Capítulo 367: Subtítulo del capítulo: Conocimientos Montaña Humana! (2/3)
No sabían qué era esto.
"¿Qué ha hecho Xiao Chun… dentro?" murmuró el Anciano Rojo, mientras Feng Shenzi y los miembros de la Academia Hielo intercambiaban miradas.
Al mismo tiempo que todos se quedaban atónitos, los discípulos de las tres sectores estaban gritando en vano. Los ojos de Xiao Chun, con su caparazón de tortuga, seguían avanzando hacia la marca a unos 4,000 metros. Había llegado al pie de la montaña de las marcas.
En el interior de sus corazones, todos sentían una desesperación inmenso…
El pie de la montaña era un lugar donde nadie había entrado desde que la Ciudad de Herencia se abría por primera vez, y nadie sabía qué peligros esperaban allí. Ni siquiera habían experimentado cambios después de entrar.

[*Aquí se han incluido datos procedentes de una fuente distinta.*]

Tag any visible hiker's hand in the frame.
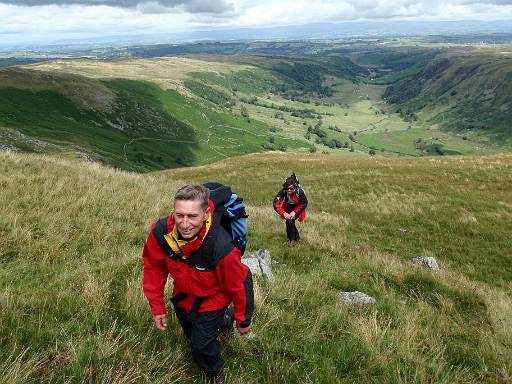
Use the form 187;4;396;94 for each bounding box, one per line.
236;321;252;335
153;315;167;331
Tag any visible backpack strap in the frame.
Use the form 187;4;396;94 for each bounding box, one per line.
151;216;180;260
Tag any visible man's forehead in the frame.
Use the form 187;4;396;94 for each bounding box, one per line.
174;200;205;213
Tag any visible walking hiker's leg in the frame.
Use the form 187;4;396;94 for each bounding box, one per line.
286;220;295;241
174;305;193;340
286;220;299;241
191;309;226;377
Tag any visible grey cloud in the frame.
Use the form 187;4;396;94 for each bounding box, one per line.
460;0;512;5
0;0;233;13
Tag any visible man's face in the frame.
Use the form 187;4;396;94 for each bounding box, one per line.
174;200;209;240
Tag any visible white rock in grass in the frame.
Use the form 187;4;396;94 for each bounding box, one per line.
412;256;439;271
338;291;377;304
242;249;274;281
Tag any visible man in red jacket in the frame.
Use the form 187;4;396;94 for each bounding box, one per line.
272;173;308;245
142;185;254;383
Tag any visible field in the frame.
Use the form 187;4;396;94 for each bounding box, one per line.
0;152;512;384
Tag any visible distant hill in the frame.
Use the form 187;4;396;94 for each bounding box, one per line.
383;48;512;141
0;151;512;384
0;39;512;172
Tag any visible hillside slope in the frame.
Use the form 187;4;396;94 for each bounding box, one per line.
0;56;372;171
0;151;512;384
383;48;512;142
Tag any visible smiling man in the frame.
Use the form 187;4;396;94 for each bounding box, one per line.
142;184;254;383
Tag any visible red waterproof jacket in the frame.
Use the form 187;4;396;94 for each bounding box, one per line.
273;188;308;222
142;201;254;327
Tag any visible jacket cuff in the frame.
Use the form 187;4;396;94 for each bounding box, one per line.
151;303;167;317
237;319;252;328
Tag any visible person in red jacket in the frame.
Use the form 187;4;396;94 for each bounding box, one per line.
142;185;254;383
273;174;308;245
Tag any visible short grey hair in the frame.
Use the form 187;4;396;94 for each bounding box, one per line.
174;184;210;210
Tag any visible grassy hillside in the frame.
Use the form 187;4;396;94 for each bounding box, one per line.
383;48;512;142
0;42;512;172
0;151;512;384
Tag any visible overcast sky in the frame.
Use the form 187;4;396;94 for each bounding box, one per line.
0;0;512;44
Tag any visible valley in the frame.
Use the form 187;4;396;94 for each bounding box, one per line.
0;41;512;172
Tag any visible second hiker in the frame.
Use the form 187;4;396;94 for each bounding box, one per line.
273;173;308;245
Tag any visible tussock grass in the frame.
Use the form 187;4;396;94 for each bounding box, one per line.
0;152;512;383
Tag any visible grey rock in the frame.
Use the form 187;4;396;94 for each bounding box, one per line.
242;249;274;281
338;291;377;304
412;256;439;271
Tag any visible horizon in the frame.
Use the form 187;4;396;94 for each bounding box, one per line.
0;0;512;47
0;19;512;52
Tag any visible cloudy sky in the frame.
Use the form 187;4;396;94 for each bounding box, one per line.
0;0;512;45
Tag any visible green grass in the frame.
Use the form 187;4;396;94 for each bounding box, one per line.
0;151;512;384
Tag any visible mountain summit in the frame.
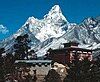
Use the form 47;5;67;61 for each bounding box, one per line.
0;5;100;56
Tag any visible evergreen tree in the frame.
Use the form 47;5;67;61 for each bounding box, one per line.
44;69;62;82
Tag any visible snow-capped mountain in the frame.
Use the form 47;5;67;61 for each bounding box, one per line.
0;5;100;56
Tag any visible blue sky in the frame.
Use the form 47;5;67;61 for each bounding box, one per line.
0;0;100;40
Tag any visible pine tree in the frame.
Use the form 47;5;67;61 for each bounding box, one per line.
44;69;62;82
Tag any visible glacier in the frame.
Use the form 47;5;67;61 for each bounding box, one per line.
0;5;100;56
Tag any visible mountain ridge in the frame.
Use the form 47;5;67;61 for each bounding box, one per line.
0;5;100;55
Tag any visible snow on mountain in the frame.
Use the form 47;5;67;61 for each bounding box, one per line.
0;5;100;56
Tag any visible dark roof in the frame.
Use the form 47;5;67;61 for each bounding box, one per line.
15;60;52;64
51;47;92;52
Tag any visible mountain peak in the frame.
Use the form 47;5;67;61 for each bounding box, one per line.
44;5;67;21
50;5;61;12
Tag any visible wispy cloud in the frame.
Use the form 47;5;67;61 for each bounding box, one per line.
0;24;9;34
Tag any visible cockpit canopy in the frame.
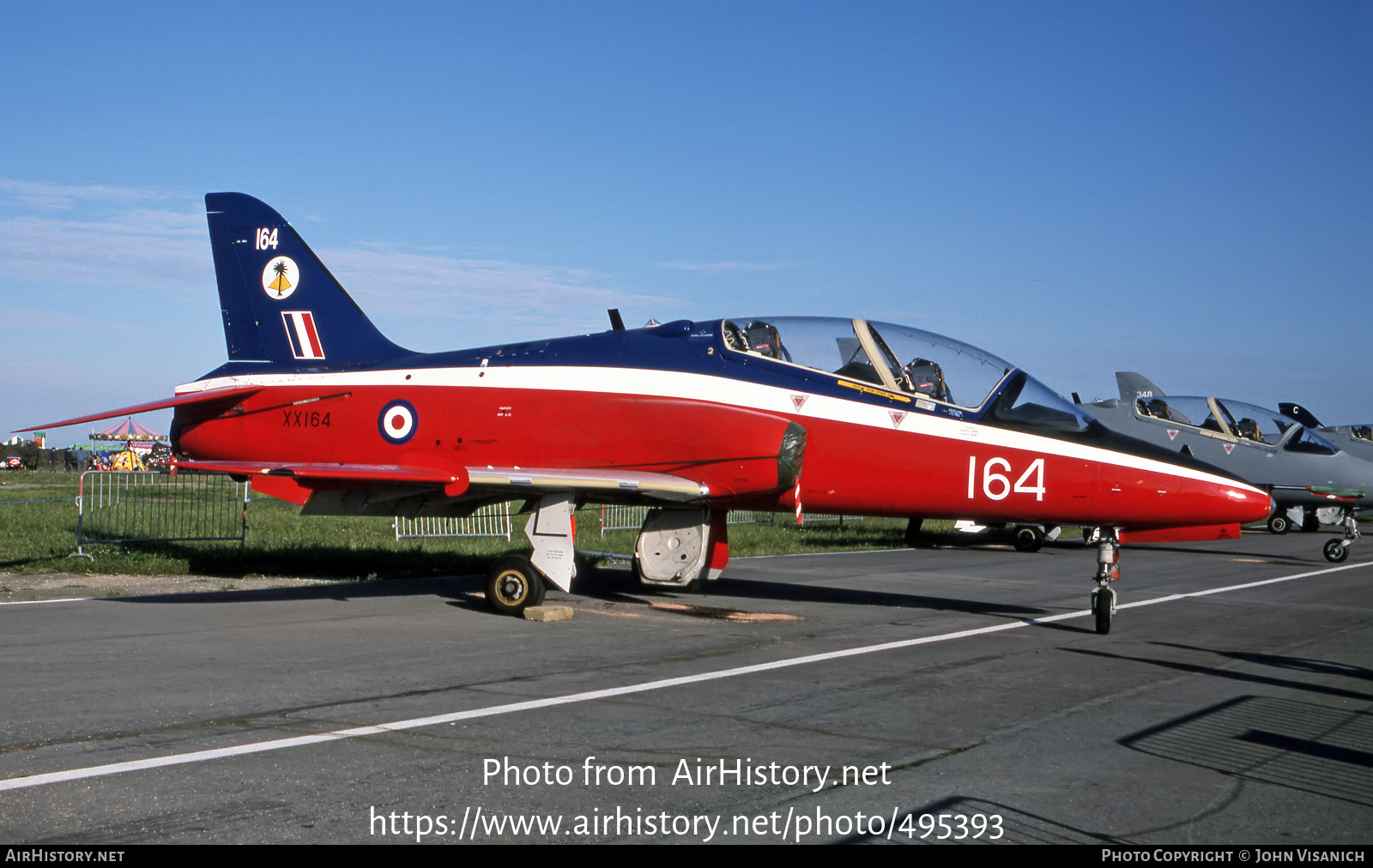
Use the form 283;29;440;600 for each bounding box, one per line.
1135;395;1339;455
723;317;1092;430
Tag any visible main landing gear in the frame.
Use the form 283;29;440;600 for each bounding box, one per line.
634;509;729;594
1322;505;1364;564
486;494;577;615
1087;527;1121;636
486;494;729;615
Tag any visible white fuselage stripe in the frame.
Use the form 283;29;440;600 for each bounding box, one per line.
0;562;1373;791
177;365;1267;497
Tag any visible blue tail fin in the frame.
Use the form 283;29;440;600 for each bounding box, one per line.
204;192;409;368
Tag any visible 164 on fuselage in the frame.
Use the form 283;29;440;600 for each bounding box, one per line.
173;317;1266;538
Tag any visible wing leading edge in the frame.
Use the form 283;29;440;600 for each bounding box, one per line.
174;461;710;515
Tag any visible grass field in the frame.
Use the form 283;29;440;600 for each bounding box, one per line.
0;470;971;580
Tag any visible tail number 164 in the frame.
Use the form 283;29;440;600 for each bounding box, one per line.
968;456;1043;500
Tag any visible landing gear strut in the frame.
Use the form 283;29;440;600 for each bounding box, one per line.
486;493;577;615
1323;507;1364;564
1092;527;1121;636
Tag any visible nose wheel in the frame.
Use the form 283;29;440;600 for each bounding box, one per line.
1321;507;1364;564
1092;527;1121;636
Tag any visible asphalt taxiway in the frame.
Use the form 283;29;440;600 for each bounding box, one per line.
0;533;1373;845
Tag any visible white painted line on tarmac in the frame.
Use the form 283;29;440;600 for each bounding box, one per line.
0;598;103;606
0;562;1373;791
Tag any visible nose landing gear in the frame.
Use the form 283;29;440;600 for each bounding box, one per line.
1092;527;1121;636
1322;507;1364;564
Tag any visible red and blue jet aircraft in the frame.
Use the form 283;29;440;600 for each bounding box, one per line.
27;192;1270;633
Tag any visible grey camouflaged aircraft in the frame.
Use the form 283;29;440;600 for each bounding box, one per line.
1279;401;1373;467
1086;371;1373;564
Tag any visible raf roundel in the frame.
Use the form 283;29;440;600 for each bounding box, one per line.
263;256;300;301
376;401;414;445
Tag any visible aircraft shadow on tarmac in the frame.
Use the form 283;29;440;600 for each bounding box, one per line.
96;576;483;603
557;570;1050;618
1117;695;1373;806
99;567;1090;632
1060;642;1373;702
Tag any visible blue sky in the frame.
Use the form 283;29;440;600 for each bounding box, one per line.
0;2;1373;443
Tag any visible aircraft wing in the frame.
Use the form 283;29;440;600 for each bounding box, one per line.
15;386;263;431
174;461;710;509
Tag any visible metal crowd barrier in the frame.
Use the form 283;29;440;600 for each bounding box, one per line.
74;470;249;558
393;501;513;539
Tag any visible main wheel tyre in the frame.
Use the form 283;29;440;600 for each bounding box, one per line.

Pero hoy, todos comprendieron que nada podría detener a Xiao Chun, quien usaba un método inmoral para crear un milagro.
"¡No es justo!"
"¿Cómo puede aún existir trampa en el medio?"
"¡Que los cielos lo vean! ¡Maten a este vil Xiao Chun!" Los jefes de Núcleo Estelar de las tres sectores miraban fijamente a Xiao Chun con lágrimas en los ojos. Finalmente, Xiao Chun se encontraba a unos 5,000 metros del punto donde estaba la montaña de marcas.
Al entrar, Xiao Chun se detuvo por un momento, sintió como si hubiera atravesado una cortina de agua y rápidamente abrió su caparazón. Notó que no había relámpagos ni viento alocado, ninguna técnica…
"¿Qué?…" Xiao Chun se sentía confundido; luego retrocedió unos metros para sentir el relámpago otra vez, avanzando de nuevo hasta que notó que la barrera había desaparecido.
Con las miradas desesperadas de los jefes de Núcleo Estelar de las tres sectores, Xiao Chun intentó varias veces antes de estar seguro: en un radio de tres metros alrededor de la montaña, no existían barreras.
Entonces, con entusiasmo, Xiao Chun abrió su caparazón lentamente y se puso de pie. Con un zumbido, sus movimientos recuperaron normalidad. Cogió una manga y levantó la barbilla, mirando a los jefes de Núcleo Estelar.
"¿A quién me retas a pelear? ¿Quién se atreverá a enfrentarse a Xiao Chun?"
Los jefes de las tres sectores permanecieron en silencio. Si sus ojos pudieran matar, Xiao Chun estaría muerto muchas veces.
Cansado de no recibir respuesta alguna, Xiao Chun suspiró con desánimo y se dirigió hacia la montaña de marcas. La montaña era tan grande que desde el pie, casi no se podía ver el pico.
"¿No será algo peligroso si lo toco?" Xiao Chun miró hacia adelante, dudoso; después decidió que sería seguro y levantó su mano para tocar la montaña de marcas. Pero justo antes de tocarla, los relámpagos en el cielo resonaron.